What this report adds
  • This report presents a framework for understanding distinctions between related competencies needed for classroom technology integration, blended teaching, and online teaching.
  • The report identifies and analyzes existing blended teaching competency sources for patterns.
  • The report presents a successful, openly accessible, first-phase blended teaching readiness instrument with constructs related to 1. Foundations, 2. Planning, 3. Instructional Methods and Strategies, and 4. Assessment and Evaluation.
  • A plan for the second phase of instrument development is shared.
Implications for practice and/or policy
  • Future work (phase 2) will work to add a construct 5. Management to the blended teaching readiness instrument.
  • Future work (phase 2) will also make a second attempt at creating and validating the use of a simplified instrument for professional development and preservice teaching contexts where the full instrument is too long or detailed for effective implementation.

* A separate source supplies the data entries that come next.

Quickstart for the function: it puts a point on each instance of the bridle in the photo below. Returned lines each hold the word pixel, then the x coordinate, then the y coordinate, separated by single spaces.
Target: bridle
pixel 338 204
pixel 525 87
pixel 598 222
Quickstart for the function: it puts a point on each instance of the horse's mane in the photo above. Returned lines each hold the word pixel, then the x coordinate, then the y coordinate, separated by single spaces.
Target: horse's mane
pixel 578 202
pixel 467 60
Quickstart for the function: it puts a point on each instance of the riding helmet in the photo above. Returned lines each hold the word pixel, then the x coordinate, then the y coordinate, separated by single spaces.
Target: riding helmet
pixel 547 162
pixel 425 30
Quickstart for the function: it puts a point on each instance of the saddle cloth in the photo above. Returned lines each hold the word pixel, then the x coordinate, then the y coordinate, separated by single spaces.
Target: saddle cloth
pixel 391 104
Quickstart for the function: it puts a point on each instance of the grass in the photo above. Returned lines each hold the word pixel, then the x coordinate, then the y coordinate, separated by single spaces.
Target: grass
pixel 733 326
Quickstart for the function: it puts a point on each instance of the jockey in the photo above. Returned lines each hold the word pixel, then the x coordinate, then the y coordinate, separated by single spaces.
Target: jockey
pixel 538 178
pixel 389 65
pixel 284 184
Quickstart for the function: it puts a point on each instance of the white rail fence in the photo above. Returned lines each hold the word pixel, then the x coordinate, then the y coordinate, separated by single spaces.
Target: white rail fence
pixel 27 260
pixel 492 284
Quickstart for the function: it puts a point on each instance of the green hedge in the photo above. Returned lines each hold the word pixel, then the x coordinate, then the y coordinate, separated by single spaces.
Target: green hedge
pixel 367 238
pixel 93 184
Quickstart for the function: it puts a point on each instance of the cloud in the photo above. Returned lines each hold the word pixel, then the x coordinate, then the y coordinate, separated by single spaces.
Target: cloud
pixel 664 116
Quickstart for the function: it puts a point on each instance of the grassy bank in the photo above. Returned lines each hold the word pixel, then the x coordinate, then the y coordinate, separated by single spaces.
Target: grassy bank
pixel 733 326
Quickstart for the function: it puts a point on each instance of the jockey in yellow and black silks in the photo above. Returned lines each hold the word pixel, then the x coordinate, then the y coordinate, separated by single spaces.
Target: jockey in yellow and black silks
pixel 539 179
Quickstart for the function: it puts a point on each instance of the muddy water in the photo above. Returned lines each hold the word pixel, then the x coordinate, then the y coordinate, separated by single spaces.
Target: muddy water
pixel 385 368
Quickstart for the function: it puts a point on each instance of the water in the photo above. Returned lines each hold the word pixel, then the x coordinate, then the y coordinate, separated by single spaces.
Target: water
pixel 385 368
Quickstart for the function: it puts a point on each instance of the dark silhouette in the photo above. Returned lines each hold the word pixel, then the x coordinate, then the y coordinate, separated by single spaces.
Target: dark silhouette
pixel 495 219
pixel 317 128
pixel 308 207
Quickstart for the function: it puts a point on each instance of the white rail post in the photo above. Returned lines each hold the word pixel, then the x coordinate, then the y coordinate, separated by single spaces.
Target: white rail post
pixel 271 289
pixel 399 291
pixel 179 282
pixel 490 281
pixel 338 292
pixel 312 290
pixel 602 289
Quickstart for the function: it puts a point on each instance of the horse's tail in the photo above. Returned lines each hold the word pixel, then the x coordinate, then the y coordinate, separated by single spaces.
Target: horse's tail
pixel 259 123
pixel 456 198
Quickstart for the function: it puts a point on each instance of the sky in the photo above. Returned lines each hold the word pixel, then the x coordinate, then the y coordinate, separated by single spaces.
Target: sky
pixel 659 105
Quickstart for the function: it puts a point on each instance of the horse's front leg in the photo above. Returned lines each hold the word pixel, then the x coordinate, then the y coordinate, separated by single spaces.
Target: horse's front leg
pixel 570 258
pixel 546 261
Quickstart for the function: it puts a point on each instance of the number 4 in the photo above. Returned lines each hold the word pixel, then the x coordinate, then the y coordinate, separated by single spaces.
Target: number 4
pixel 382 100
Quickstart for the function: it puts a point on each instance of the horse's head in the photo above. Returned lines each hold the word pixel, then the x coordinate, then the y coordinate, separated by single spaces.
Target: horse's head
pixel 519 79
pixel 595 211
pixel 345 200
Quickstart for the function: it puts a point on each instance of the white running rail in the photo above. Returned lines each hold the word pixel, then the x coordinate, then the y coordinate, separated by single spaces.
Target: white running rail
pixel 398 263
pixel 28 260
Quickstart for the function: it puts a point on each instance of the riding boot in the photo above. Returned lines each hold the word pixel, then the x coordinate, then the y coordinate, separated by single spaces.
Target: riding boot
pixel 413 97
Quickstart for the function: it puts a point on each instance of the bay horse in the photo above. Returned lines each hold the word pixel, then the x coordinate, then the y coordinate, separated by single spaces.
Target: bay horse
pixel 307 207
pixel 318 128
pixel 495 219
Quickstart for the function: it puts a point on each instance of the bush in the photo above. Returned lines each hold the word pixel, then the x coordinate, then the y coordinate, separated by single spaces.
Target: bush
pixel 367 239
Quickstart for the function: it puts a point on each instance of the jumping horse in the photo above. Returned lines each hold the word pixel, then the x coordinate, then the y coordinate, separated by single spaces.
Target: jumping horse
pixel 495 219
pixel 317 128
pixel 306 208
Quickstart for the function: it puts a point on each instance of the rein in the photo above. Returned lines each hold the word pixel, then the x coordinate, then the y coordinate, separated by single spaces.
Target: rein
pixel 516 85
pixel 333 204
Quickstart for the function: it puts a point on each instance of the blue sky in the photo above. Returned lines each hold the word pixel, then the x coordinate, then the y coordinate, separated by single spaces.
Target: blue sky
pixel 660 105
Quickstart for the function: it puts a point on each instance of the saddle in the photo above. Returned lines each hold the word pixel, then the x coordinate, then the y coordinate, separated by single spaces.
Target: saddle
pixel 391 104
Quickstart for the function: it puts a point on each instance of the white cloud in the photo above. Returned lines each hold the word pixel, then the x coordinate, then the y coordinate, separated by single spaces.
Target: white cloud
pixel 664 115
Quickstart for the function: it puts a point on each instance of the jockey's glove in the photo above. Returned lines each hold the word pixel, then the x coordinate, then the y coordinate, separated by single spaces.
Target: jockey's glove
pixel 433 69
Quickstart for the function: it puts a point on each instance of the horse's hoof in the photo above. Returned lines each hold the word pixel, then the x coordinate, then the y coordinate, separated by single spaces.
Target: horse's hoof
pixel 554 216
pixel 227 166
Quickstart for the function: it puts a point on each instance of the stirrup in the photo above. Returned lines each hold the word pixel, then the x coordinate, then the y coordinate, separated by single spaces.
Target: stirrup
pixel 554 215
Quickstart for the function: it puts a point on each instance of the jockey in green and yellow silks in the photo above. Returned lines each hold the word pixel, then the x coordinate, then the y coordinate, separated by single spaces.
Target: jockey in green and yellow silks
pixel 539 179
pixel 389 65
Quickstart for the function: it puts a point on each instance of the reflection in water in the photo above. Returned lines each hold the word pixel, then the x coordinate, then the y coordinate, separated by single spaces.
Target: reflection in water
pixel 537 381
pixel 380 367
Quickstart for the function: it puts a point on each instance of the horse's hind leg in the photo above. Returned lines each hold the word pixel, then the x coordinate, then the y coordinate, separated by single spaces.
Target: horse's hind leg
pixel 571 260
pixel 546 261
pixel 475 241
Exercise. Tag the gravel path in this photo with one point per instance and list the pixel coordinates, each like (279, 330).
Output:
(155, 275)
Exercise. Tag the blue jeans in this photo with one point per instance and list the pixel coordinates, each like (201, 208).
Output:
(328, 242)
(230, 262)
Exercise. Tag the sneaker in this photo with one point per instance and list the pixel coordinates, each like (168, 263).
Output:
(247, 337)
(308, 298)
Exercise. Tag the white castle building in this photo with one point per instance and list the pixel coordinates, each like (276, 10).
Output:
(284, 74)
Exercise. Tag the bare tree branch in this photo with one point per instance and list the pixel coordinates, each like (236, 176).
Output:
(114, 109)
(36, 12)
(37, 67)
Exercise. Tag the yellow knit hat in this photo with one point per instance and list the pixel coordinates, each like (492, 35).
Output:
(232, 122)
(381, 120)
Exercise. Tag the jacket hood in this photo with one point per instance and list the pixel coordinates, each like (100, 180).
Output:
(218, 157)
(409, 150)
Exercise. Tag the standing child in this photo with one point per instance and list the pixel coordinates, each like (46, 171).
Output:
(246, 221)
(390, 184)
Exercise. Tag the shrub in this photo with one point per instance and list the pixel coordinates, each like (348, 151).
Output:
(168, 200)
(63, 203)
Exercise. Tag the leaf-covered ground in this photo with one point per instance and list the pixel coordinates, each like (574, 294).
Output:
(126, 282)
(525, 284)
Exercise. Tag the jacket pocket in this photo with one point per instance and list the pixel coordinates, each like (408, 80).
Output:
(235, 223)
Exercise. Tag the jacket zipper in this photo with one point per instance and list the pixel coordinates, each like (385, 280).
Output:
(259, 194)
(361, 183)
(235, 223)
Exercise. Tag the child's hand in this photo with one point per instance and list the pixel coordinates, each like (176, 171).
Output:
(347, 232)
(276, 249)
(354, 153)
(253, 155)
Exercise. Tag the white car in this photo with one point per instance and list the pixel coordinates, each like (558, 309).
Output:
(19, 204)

  • Because the Blended Teaching Readiness instruments will be free and openly available to individuals, districts, and schools, we anticipate that this will enable the creation and sharing of professional development resources around the readiness model that will help organizations be more efficient and focused on preparing teachers for success in blended contexts.
  • A blended teaching readiness instrument scientifically validated for use in in-service and preservice contexts can provide information about individual competencies allowing for personalized professional development experiences targeted on the specific needs of individual teachers and schools.